Possiamo citare per tutti, e l’esempio non riguarda unicamente il sud, i progetti relativi all’agricoltura ovvero la ruralità il famoso secondo pilastro il quale doveva e dovrebbe servire a disancorare la politica agricola comunitaria dal capitolo prezzi. Un pilastro che attiene proprio a quel tipo di interventi che ben si attagliano soprattutto ai parchi e alle aree protette. Purtroppo come risulta anche da documenti piuttosto recenti della Corte dei conti europea i dati ci dicono quanto poco si è riusciti finora a realizzare il che deve allarmarci più che mai specie nel momento che sull’agricoltura comunitaria incombe la ‘minaccia’ –perché tale è- dei biocarburanti.

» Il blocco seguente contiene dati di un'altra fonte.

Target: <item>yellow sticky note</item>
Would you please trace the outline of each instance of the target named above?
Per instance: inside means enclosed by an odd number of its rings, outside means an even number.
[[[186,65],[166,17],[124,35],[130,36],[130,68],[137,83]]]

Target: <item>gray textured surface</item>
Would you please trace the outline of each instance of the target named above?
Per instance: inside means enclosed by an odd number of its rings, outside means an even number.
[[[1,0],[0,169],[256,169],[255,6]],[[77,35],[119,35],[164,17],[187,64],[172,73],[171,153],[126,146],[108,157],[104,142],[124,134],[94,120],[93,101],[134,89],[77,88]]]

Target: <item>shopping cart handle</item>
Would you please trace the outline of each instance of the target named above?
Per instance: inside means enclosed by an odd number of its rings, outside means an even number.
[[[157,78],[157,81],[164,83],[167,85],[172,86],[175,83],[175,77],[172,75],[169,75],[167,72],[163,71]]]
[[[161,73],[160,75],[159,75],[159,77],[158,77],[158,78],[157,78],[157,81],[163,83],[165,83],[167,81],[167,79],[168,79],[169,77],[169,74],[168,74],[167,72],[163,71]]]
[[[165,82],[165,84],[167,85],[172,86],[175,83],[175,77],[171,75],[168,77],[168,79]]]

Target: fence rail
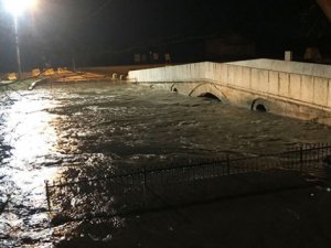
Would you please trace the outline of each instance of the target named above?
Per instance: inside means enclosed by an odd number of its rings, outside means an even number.
[[[142,206],[146,202],[164,204],[151,198],[152,188],[162,188],[161,192],[167,194],[169,188],[175,192],[183,185],[191,187],[192,184],[226,175],[273,169],[309,171],[330,164],[331,144],[301,144],[285,152],[266,155],[249,158],[225,155],[213,160],[189,161],[180,165],[143,168],[98,179],[85,177],[75,181],[60,179],[53,183],[45,182],[45,187],[50,212],[68,215],[74,212],[76,216],[94,213],[94,216],[99,216],[100,213],[118,214],[146,207]],[[129,203],[124,200],[125,197],[130,198]]]

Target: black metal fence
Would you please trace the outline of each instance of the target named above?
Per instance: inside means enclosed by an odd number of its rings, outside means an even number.
[[[221,176],[275,169],[309,171],[331,164],[331,144],[302,144],[288,151],[249,158],[225,155],[213,160],[190,161],[183,165],[128,171],[98,179],[45,182],[50,212],[70,219],[86,216],[114,216],[135,209],[156,208],[173,193],[194,194],[194,185]],[[188,193],[189,192],[189,193]],[[191,193],[190,193],[191,192]],[[172,201],[173,202],[173,201]]]

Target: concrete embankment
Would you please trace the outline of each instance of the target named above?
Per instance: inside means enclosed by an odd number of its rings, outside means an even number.
[[[331,66],[275,60],[129,72],[131,82],[331,126]]]

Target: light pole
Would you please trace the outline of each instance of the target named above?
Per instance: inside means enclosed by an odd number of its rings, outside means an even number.
[[[13,17],[14,21],[14,34],[15,34],[15,48],[17,48],[17,61],[18,61],[18,74],[19,79],[22,78],[22,64],[20,53],[20,41],[19,41],[19,17],[25,10],[35,6],[36,0],[3,0],[3,4],[8,12]]]

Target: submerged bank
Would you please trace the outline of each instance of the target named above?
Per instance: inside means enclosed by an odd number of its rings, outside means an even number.
[[[109,82],[52,84],[33,91],[11,91],[2,95],[0,108],[0,228],[4,230],[0,236],[1,247],[52,247],[62,239],[65,240],[61,242],[62,247],[75,245],[77,240],[81,245],[87,240],[87,244],[98,247],[104,242],[94,239],[102,240],[108,235],[114,239],[109,236],[107,246],[128,244],[125,241],[127,237],[136,237],[135,231],[141,225],[141,233],[138,233],[143,240],[149,236],[153,236],[151,240],[154,241],[156,237],[168,239],[173,237],[177,228],[181,229],[178,234],[193,237],[197,227],[205,226],[211,216],[201,216],[199,220],[193,217],[195,211],[188,212],[185,223],[182,217],[178,219],[178,212],[169,212],[152,214],[152,222],[150,217],[139,215],[65,223],[53,229],[46,212],[44,180],[60,176],[93,179],[122,168],[167,165],[169,161],[214,158],[226,152],[237,155],[270,153],[301,142],[328,142],[331,133],[330,128],[309,121]],[[303,197],[306,192],[300,195]],[[329,197],[323,188],[320,193],[322,197]],[[296,201],[299,202],[300,197]],[[256,203],[264,200],[241,201],[253,211]],[[228,207],[232,204],[226,203]],[[285,206],[287,204],[285,201]],[[309,203],[309,206],[313,207],[313,204]],[[217,207],[211,213],[216,214]],[[222,212],[224,215],[234,213],[226,209]],[[289,209],[291,213],[292,208]],[[206,213],[211,208],[202,207],[201,211]],[[260,225],[260,222],[256,219],[255,224]],[[158,228],[152,227],[156,223]],[[107,229],[99,236],[93,231],[104,227]],[[207,229],[216,227],[213,223]],[[210,247],[220,241],[215,237],[211,236]],[[175,236],[175,240],[185,244],[185,238]],[[156,245],[154,241],[148,244]],[[138,247],[145,241],[132,240],[132,244]]]

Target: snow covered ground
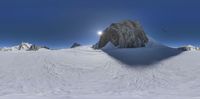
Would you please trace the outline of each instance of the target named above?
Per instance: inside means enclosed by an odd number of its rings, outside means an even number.
[[[0,99],[199,99],[200,51],[0,51]]]

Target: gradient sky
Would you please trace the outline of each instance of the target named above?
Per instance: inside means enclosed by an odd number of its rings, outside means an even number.
[[[94,44],[112,22],[139,20],[169,46],[200,45],[199,0],[1,0],[0,46]]]

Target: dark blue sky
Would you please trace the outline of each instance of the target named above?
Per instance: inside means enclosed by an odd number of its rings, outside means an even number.
[[[0,46],[94,44],[112,22],[139,20],[170,46],[200,44],[199,0],[1,0]]]

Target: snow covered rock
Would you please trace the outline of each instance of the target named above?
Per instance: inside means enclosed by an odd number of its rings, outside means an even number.
[[[112,42],[118,48],[145,47],[148,37],[137,21],[122,21],[113,23],[107,27],[96,47],[103,48],[108,42]]]
[[[74,43],[74,44],[71,46],[71,48],[75,48],[75,47],[78,47],[78,46],[81,46],[81,44],[79,44],[79,43]]]
[[[178,49],[181,50],[181,51],[197,51],[197,50],[200,50],[199,47],[195,47],[195,46],[192,46],[192,45],[179,47]]]

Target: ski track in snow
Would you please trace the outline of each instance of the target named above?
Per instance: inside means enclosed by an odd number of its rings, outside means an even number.
[[[198,51],[150,66],[89,47],[0,52],[0,99],[199,99],[199,60]]]

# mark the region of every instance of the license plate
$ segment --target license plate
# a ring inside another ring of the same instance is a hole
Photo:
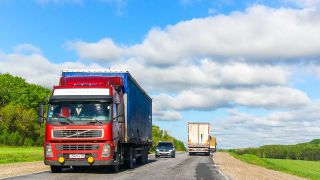
[[[85,154],[69,154],[69,158],[70,159],[82,159],[85,158],[86,155]]]

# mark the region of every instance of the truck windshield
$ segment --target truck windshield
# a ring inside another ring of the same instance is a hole
[[[48,121],[104,123],[111,120],[111,104],[100,102],[57,102],[49,104]]]

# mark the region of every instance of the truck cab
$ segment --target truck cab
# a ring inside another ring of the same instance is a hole
[[[134,158],[146,162],[149,141],[129,141],[126,132],[130,117],[124,85],[117,76],[60,78],[46,116],[44,163],[52,172],[70,166],[110,166],[118,171],[121,164],[132,168]],[[39,109],[43,121],[44,108]]]

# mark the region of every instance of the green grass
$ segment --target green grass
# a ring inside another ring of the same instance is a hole
[[[0,145],[0,164],[43,160],[43,147]]]
[[[241,161],[266,167],[277,171],[305,177],[308,179],[320,179],[320,161],[303,161],[289,159],[269,159],[259,158],[255,155],[237,155],[230,153],[233,157]]]

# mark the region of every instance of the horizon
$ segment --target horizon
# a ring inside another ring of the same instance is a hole
[[[318,0],[0,1],[0,16],[1,73],[51,89],[62,69],[127,69],[184,143],[188,122],[223,149],[320,138]]]

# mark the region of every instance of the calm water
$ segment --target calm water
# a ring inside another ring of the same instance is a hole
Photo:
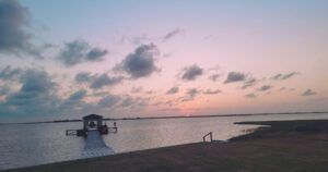
[[[211,131],[214,139],[229,139],[257,127],[233,124],[239,121],[295,119],[328,119],[328,114],[118,121],[118,134],[103,137],[119,153],[197,143]],[[84,138],[65,135],[66,130],[81,127],[82,122],[0,125],[0,170],[82,158]]]

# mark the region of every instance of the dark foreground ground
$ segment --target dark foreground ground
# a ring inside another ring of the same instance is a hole
[[[199,143],[12,171],[24,172],[328,172],[328,120],[271,125],[232,142]]]

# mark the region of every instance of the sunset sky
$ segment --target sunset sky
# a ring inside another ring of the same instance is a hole
[[[0,122],[328,110],[327,0],[0,0]]]

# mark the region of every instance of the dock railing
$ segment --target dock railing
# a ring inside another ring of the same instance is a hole
[[[202,140],[203,142],[207,142],[207,137],[210,136],[210,142],[213,142],[213,136],[212,136],[212,132],[206,134],[203,137],[202,137]]]
[[[75,136],[75,135],[78,135],[78,130],[67,130],[66,135],[67,136]]]

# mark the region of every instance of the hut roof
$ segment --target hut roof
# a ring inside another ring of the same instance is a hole
[[[95,119],[103,119],[103,116],[98,114],[89,114],[83,116],[83,120],[95,120]]]

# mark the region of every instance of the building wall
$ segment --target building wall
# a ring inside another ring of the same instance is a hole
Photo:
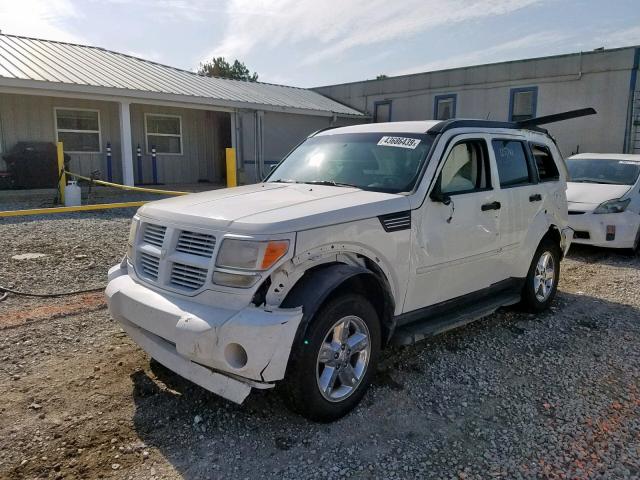
[[[537,116],[583,107],[598,115],[551,124],[565,155],[622,152],[628,128],[630,78],[635,48],[563,55],[421,73],[316,88],[318,92],[373,114],[391,100],[391,119],[434,118],[437,95],[456,94],[456,117],[508,120],[510,91],[537,87]]]
[[[8,152],[19,141],[55,142],[55,107],[88,108],[100,112],[100,153],[72,153],[70,170],[89,175],[99,170],[107,178],[106,144],[111,142],[112,173],[122,181],[120,155],[119,106],[116,102],[79,100],[36,95],[0,93],[0,146]],[[229,122],[228,114],[156,105],[131,105],[131,131],[135,180],[138,181],[136,147],[142,147],[143,181],[152,181],[151,153],[145,148],[145,113],[165,113],[182,118],[182,155],[157,157],[158,181],[161,183],[196,183],[199,180],[220,182],[224,178],[224,157],[216,147],[219,122]],[[5,170],[0,160],[0,170]]]
[[[261,180],[256,173],[256,155],[260,155],[260,148],[256,150],[256,142],[262,147],[263,163],[265,165],[262,176],[266,175],[271,165],[275,165],[295,146],[311,133],[332,125],[354,125],[362,120],[352,118],[300,115],[293,113],[264,112],[262,113],[262,136],[256,136],[256,124],[260,120],[253,111],[241,112],[239,115],[241,134],[240,144],[240,181],[255,183]]]
[[[102,152],[70,154],[70,170],[85,175],[100,170],[106,177],[107,167],[104,151],[106,143],[110,141],[113,151],[114,179],[121,180],[118,105],[112,102],[0,93],[0,143],[2,151],[8,152],[17,142],[21,141],[55,142],[55,107],[90,108],[100,111]],[[5,169],[5,162],[0,159],[0,170]]]

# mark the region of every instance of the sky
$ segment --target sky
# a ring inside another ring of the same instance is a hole
[[[0,30],[313,87],[640,45],[640,0],[0,0]]]

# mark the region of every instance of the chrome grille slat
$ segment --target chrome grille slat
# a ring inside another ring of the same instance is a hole
[[[197,290],[207,280],[208,270],[174,263],[171,269],[171,284],[188,290]]]
[[[145,223],[142,239],[146,243],[150,243],[151,245],[155,245],[156,247],[161,247],[162,242],[164,242],[164,236],[166,233],[167,227],[154,225],[152,223]]]
[[[142,271],[144,272],[144,274],[149,278],[152,278],[154,280],[158,279],[158,270],[160,268],[159,258],[142,252],[140,254],[140,266],[142,267]]]
[[[215,246],[216,237],[213,235],[183,230],[178,237],[176,251],[211,258]]]

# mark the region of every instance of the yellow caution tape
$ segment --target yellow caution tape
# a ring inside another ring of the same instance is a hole
[[[106,187],[114,187],[114,188],[120,188],[122,190],[131,190],[134,192],[147,192],[147,193],[160,193],[163,195],[189,195],[190,193],[193,192],[176,192],[176,191],[172,191],[172,190],[162,190],[159,188],[142,188],[142,187],[130,187],[129,185],[120,185],[119,183],[111,183],[111,182],[105,182],[104,180],[95,180],[93,178],[89,178],[89,177],[83,177],[82,175],[78,175],[77,173],[72,173],[72,172],[65,172],[67,175],[74,177],[74,178],[80,178],[82,180],[86,180],[88,182],[93,182],[96,183],[98,185],[104,185]]]

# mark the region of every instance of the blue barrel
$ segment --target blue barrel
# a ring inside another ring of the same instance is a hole
[[[138,184],[142,184],[142,149],[140,148],[140,144],[138,144],[138,148],[136,149],[136,159],[138,160]]]
[[[151,147],[151,168],[153,169],[153,184],[158,184],[158,165],[156,163],[156,146]]]
[[[111,166],[111,142],[107,142],[107,180],[113,182],[113,167]]]

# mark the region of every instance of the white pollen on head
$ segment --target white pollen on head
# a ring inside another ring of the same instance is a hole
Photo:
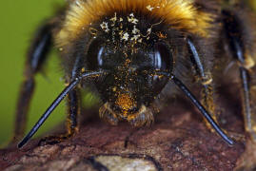
[[[130,17],[134,17],[134,14],[133,14],[133,13],[130,13],[129,16],[130,16]]]
[[[151,33],[151,30],[152,30],[151,28],[149,28],[147,30],[148,35],[149,35],[149,34]]]
[[[133,26],[132,34],[137,34],[137,33],[140,33],[140,30],[135,26]]]
[[[138,24],[139,20],[134,17],[133,13],[130,13],[129,16],[128,16],[128,21],[132,24]]]
[[[82,6],[81,3],[80,3],[80,0],[76,0],[76,1],[75,1],[75,4],[76,4],[78,7],[81,7],[81,6]]]
[[[117,20],[116,12],[114,12],[114,17],[110,18],[110,21],[112,21],[113,23],[115,23],[116,20]]]
[[[129,37],[128,33],[126,32],[126,33],[122,36],[122,40],[128,41],[128,37]]]
[[[105,32],[108,32],[109,28],[108,28],[108,25],[107,22],[102,22],[102,24],[100,25],[101,28],[105,31]]]
[[[150,10],[150,11],[152,11],[152,10],[154,9],[154,8],[151,7],[150,5],[147,6],[146,8],[148,9],[148,10]]]

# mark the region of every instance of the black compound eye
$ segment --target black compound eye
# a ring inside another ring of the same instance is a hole
[[[169,48],[162,42],[156,43],[152,62],[155,69],[170,71],[172,69],[172,55]]]
[[[104,63],[104,56],[106,55],[106,49],[104,41],[102,39],[96,39],[91,42],[88,51],[88,68],[89,70],[98,70],[102,68]]]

Ma su questo non possiamo che rimandare ai tanti studi e dati che non lasciano spazi a dubbi tanto è evidente il persistere di comportamenti dai quali risalta e trova conferma l’inadeguatezza del nostro sistema istituzionale nel suo complesso a progettare secondo criteri e finalità credibili. E qui se da un lato emerge l’inadeguatezza dei poteri locali ad uscire da un municipalismo spesso ‘ accattone’ dall’altra trova non meno allarmante conferma il ritardo di un ‘centro’ che non sa cogliere dalle politiche sopranazionali l’occasione per uscire da preoccupazioni di tipo prevalentemente centralistico –burocratico piuttosto che la sfida strategica per mettere in cantiere politiche che hanno bisogno non di meno centro ma di un centro diverso, più qualificato in quanto supportato da maggiori conoscenze e competenze senza le quali specialmente i parchi e le aree protette saranno considerate unicamente enti di cui controllare burocraticamente gli atti e non sostenere progetti e programmi seri e spendibili in Europa.